Центральное место в новой экономике знаний занимает развитие новой информационной инфраструктуры. Когда мы думаем об инфраструктуре в здравом смысле, мы представляем то, что находится «под» фактическими структурами — железнодорожные пути, городские водопроводные и канализационные сети, электричество, дороги и автомагистрали, кабельные провода, которые соединяются с сетью вещания и передают изображения на наш телевизоры. Это то, на чем что-то еще движется или работает, своего рода платформа. Это общепринятое определение начинает распадаться, когда мы заполняем картину, и начинаем рассматривать множественные, частично совпадающие и, возможно, противоречивые инфраструктурные механизмы. Для инженера железной дороги рельсы являются только инфраструктурой, когда она пассажир. Почти каждый может щелкнуть электрическим выключателем для различных целей. Когда выключатель выходит из строя, мы вынуждены более глубоко изучить причину — сначала проверьте лампочку, затем другие приборы в той же цепи, затем посмотрите на коробку выключателя, затем посмотрите вниз на блок, чтобы увидеть, является ли он отключение электричества в районе или городе, и, наконец, в зависимости от навыков ремонта дома, стоит обратиться к электрику. Наконец, все чаще многие из нас сталкиваются с инфраструктурой, разработанной одной группой, которая может не работать для нас.

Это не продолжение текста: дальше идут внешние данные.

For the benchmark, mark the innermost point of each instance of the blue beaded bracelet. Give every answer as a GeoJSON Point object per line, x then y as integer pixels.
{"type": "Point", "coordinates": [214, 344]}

То, что когда-то было объектом разработки и дизайна, со временем погружается в инфраструктуру. Поэтому исторический, даже археологический подход к развитию инфраструктуры должен дополнять социологические, нормативные и технические исследования.
Как стандартизация, так и классификация имеют важное значение для развития рабочей инфраструктуры. Работа, проделанная в комитетах по стандартизации и в создании схем классификации, часто упускается из виду при социальном и политическом анализе научно-технической инфраструктуры, и все же она имеет решающее значение.
Нет сомнений в том, что при разработке крупномасштабных информационных инфраструктур нам нужны стандарты. В некотором смысле это тривиальное наблюдение — цепочки битов, идущие по проводам, не имеют смысла, если только не существует общего набора «рукопожатий» среди различных сред, через которые они проходят. Объем информации обычно разбивается на куски обычного размера, а затем оборачивается в различные конверты, каждый из которых представляет отдельный уровень инфраструктуры. Данное сообщение может быть закодировано с использованием новых протоколов — это позволит различным другим программам читать его. Затем его можно разбить на более мелкие части, каждая из которых обернута в конверт, обозначающий его конечный адрес и порядок в сообщении. Этот конверт будет в дальнейшем завернут в конверт, рассказывающий, как войти в Интернет. Тогда он, вполне возможно, будет завернут в другие конверты, рассказывающие, как перейти от конфигурации электронов на проводе к радиосообщению, передаваемому на спутник, и вернуться обратно. Каждый конверт постепенно открывается в конце, и исходное сообщение, собранное из его условных частей, затем отображается «прозрачно» на вашем рабочем столе. Это стандарты, которые позволяют этому случиться. [1]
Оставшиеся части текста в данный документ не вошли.